There are worries about personal liberty: AI can provide governments with vast power not just to collect data, but also to make sense of it in chillingly immediate ways. Reuters reports that Chinese AI firms are building models that will streamline the already-existing extensive government surveillance of private citizens, resulting in a “one person, one file” system where every person’s family, social circles, purchases, earning power, social media posts, and travel patterns can be pulled up and instantly analyzed by virtual intelligence.
Even in the US, scholars and thinkers are concerned about AI’s potential to trespass or trample individual liberties. Anthropic, the parent company of the Claude LLM, is currently dealing with US law enforcement’s requests to use its AI models for citizen surveillance.
And then there are the worries about apocalyptic disasters.

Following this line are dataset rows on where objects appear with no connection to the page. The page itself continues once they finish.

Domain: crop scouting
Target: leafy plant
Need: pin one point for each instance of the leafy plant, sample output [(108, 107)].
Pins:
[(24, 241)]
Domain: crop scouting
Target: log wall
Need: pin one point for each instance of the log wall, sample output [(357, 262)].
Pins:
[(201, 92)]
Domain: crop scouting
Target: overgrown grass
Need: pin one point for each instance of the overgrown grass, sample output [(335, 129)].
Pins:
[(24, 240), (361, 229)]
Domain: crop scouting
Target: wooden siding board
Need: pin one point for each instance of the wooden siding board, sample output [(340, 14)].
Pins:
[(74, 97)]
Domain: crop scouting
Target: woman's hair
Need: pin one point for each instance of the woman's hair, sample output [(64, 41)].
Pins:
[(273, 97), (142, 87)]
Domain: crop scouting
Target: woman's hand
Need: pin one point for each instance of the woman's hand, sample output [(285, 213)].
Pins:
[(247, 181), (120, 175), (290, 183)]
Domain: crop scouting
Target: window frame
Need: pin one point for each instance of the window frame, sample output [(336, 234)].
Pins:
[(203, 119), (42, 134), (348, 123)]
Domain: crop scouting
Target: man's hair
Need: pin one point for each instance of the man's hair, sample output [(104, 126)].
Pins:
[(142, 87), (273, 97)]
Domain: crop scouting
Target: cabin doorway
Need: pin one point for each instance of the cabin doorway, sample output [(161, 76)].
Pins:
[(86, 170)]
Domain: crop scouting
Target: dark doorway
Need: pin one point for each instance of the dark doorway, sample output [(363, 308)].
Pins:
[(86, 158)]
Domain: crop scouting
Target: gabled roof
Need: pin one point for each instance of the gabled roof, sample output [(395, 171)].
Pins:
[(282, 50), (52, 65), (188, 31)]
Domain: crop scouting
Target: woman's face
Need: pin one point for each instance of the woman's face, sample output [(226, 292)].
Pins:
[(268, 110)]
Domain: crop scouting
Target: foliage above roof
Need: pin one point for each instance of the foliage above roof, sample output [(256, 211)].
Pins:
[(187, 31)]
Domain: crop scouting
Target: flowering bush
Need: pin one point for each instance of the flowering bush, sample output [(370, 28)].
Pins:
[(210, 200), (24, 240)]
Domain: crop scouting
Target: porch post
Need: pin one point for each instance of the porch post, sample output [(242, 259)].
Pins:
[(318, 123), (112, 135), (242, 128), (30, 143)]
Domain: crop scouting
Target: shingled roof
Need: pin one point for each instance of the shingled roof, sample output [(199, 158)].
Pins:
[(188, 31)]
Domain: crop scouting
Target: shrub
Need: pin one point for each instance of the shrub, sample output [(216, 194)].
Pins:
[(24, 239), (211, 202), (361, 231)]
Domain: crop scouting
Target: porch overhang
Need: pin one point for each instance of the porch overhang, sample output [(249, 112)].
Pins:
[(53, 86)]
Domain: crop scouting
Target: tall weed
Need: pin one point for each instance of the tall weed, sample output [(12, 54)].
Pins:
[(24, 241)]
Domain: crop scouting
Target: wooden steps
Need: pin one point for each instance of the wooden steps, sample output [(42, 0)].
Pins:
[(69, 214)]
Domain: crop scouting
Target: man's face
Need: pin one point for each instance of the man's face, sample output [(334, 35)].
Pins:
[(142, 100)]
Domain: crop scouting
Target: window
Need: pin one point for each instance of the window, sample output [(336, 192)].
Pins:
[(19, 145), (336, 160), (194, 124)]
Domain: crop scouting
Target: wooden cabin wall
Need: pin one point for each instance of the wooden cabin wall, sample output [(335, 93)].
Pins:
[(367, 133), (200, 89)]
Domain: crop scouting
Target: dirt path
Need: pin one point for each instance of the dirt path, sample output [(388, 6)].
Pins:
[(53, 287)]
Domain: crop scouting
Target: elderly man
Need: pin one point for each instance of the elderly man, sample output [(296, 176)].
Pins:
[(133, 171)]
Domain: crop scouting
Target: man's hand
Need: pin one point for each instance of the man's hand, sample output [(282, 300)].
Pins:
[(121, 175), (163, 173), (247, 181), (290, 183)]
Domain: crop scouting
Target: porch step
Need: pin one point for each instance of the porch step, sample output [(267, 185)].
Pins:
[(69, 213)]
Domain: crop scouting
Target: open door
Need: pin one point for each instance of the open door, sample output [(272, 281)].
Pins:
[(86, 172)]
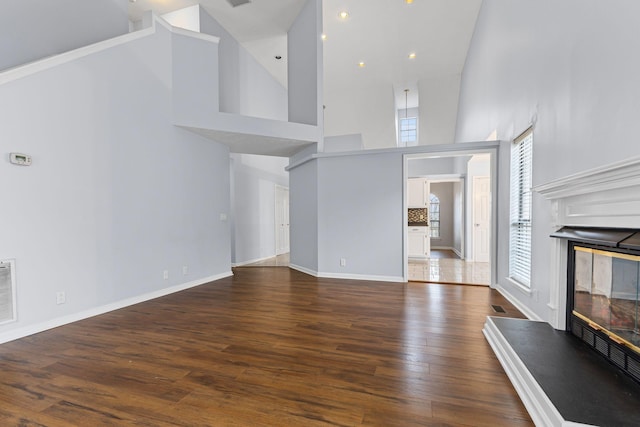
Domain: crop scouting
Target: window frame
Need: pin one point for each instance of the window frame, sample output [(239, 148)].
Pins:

Yoshua Bengio, one of the “godfathers of AI,” keeps sounding the alert that as AI gets more sophisticated and human-like, it will start to exhibit the uglier side of human capacity: deception, cheating, and sabotaging others for self-preservation. Tech experts have already seen calculated deception by at least one LLM. Will AI ultimately decide to take control of the humans who created it? Will it cut off vital resources — electricity, water, healthcare — or utilize devastating weaponry to keep the upper hand?